Here, the express terms of both RFPs indicated that an offeror’s failure to submit a surety letter would be a mandatory basis for disqualification. RFP-0316 at 67; RFP-0317 at 67. This term, in each solicitation, made submission of a surety letter a material requirement for each RFP. See The Walsh-Vaughn JV, B-407998.2, B‑407998.4, May 21, 2013, 2013 CPD ¶ 134 at 7 (failure to provide an electronic version of a construction schedule, even though paper copy was submitted, is a deficiency when the electronic version is required by the RFP). Consequently, the CO’s e-mails requesting the surety letters constituted discussions since HPC’s proposals, which did not initially conform to either solicitation’s requirements, could only be made acceptable after the protester submitted the surety letters. That said, we do not agree that the agency could not remedy its misstep by belatedly recognizing that its request of the letters would constitute discussions and by returning the situation to the status quo ante by electing not to consider the submission provided by HPC.

In certain very limited circumstances, where a communication is the result of a mistake on the part of a contracting officer, an agency is not required to consider the information it requested. The Saxon Corp., B-232694.2 et al., June 13, 1989, 89-1 CPD ¶ 553 at 2-3 (even if agency asked for and refused to consider information requested, discussions need not be held where the intent was to make award on the basis of initial proposals, and where agency action did not impinge on the integrity of the competitive system). When an agency intends to make an award on initial proposals, the integrity of the competitive system would not be enhanced by requiring that revisions be solicited and considered from all offerors. See Rainbow Technology, Inc., B-232589, Jan. 24, 1989, 89-1 CPD ¶ 66 at 4-5; The Saxon Corp., supra.

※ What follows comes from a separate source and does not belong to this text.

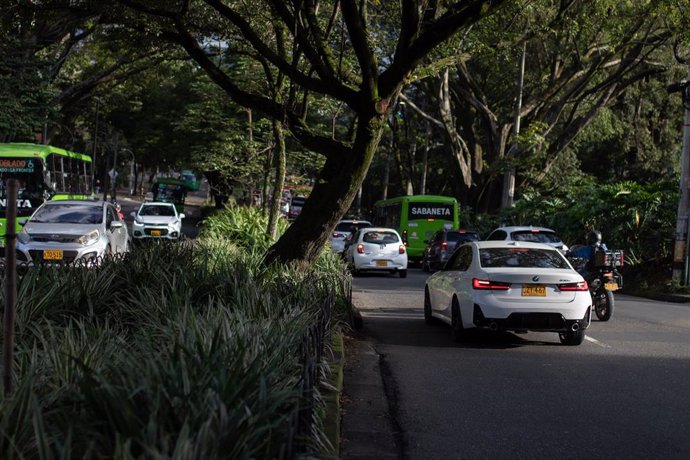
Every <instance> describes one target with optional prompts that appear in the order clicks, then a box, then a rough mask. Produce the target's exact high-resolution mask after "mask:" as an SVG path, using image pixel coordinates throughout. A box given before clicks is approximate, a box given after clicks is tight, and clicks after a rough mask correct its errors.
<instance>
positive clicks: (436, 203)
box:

Here, the terms of the solicitations notified all offerors that the agency intended to make award on the basis of initial proposals. The record establishes that the CO’s communications with the protester were not intended to be discussions. Moreover, before the VA’s source selection boards started deliberations, the agency recognized that by requesting the surety letters the agency would initiate discussions, and recognized the unintended impact on these procurements. The record reflects that in order to correct this error and to ensure that the award would be made on the basis of initial proposals, as provided by the RFPs, the agency did not consider HPC’s surety letters and evaluated the proposals based upon only the initial submissions. Accordingly, we find that the agency’s decision to eliminate the protester from the competitions was reasonable.

The protest is denied.

Susan A. Poling
General Counsel



[1] RFP-0316 was for construction work at locations in Asheville and Salisbury, North Carolina. RFP-0316 at 1. RFP-0317 was for construction work at locations in Hampton and Richmond, North Carolina. RFP-0317 at 1.

[2] The agency received 24 proposals in response to RFP-0316, which closed on September 16, 2014. CO Statement-0316 at 1. The agency received 19 proposals in response to RFP-0317, which closed on September 18. CO Statement-0317 at 1.

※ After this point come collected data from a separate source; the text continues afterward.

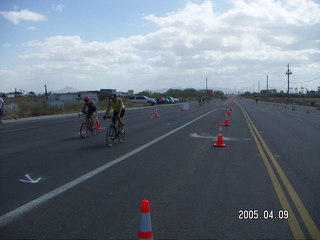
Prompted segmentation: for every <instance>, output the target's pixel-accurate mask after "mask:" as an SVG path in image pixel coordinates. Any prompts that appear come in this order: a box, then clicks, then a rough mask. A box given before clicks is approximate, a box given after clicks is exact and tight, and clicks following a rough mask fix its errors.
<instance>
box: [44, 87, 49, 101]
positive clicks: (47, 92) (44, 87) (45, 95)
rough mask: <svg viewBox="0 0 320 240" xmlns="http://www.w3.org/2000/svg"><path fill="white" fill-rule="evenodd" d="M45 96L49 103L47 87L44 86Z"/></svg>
mask: <svg viewBox="0 0 320 240" xmlns="http://www.w3.org/2000/svg"><path fill="white" fill-rule="evenodd" d="M44 94H45V96H46V101H48V92H47V85H44Z"/></svg>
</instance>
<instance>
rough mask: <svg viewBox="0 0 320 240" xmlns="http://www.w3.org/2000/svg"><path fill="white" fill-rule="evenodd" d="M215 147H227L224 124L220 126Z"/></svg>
mask: <svg viewBox="0 0 320 240" xmlns="http://www.w3.org/2000/svg"><path fill="white" fill-rule="evenodd" d="M213 146H215V147H225V146H226V144H224V143H223V137H222V123H220V124H219V131H218V138H217V141H216V143H215V144H213Z"/></svg>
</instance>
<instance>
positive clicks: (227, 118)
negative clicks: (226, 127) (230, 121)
mask: <svg viewBox="0 0 320 240" xmlns="http://www.w3.org/2000/svg"><path fill="white" fill-rule="evenodd" d="M223 126H225V127H229V126H230V123H229V120H228V115H226V118H225V119H224V124H223Z"/></svg>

[3] The record shows that the CO’s e-mails, one for each solicitation, were nearly identical. Protest-0316, Tab 1, e-mail (Oct. 4, 2014), at 5; Protest-0317, Tab 1, e‑mail (Sept. 24, 2014), at 5.

[4] HPC initially filed an agency-level protest on February 13, 2015, challenging the agency’s decision to reject its proposal. CO Statement-0316 at 2; CO Statement-0317 at 2. The VA denied HPC’s agency level protests on March 19. Id. These protests were filed on March 27, 2015.

[5] The agency argues that the CO’s e-mails expressly relied on the clarifications authority of FAR § 15.306(a) and provide further support that the agency had no intention of opening discussions under either RFP.